Steps
- 1
Preheat oven at 350°F. Grab a standard sized cookie sheet, spray with nonstick cooking spray.
- 2
Open, and roll out the canned crescents. Place them neatly on cookie sheet so that they cover it completely. (May have extra) Press creases of crescents so that it all becomes one unit. Take a fork and poke it to decrease rising. Place in oven for 10-15 minutes till cooked, and lightly browned. Take out of oven, and let it cool.
- 3
In a bowl, add package of cream cheese, and with a fork mash it till its spreadable.
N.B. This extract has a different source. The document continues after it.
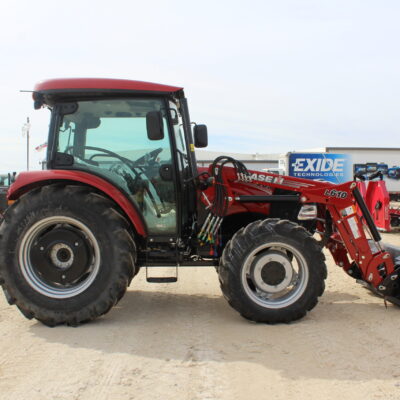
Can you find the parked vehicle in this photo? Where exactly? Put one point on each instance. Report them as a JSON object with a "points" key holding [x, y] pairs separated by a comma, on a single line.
{"points": [[122, 192]]}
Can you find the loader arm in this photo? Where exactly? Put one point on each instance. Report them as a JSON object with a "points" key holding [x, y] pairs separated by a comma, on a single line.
{"points": [[352, 238]]}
Pour in packet of ranch dressing, (may add more to taste) Add sour cream, a tablespoon at a time til its the constancy of whipped cream cheese. Place in fridge till ready to use.
- 4
With a grater, grate carrot sticks to the size of shredded cheese. Place in a bowl. Chop finely, the broccoli and cauliflower and add to bowl. (at this point you can use any veggie. From mushrooms to onion to tomato)
- 5
After your crescent is cooled, spoon cream cheese mixture onto it and spread liberally, evenly coating it. Now, take veggie mixture and sprinkle it on top till you no longer see the cream cheese. Lastly, sprinkle it all with the shredded cheese. Keep refrigerated. Enjoy!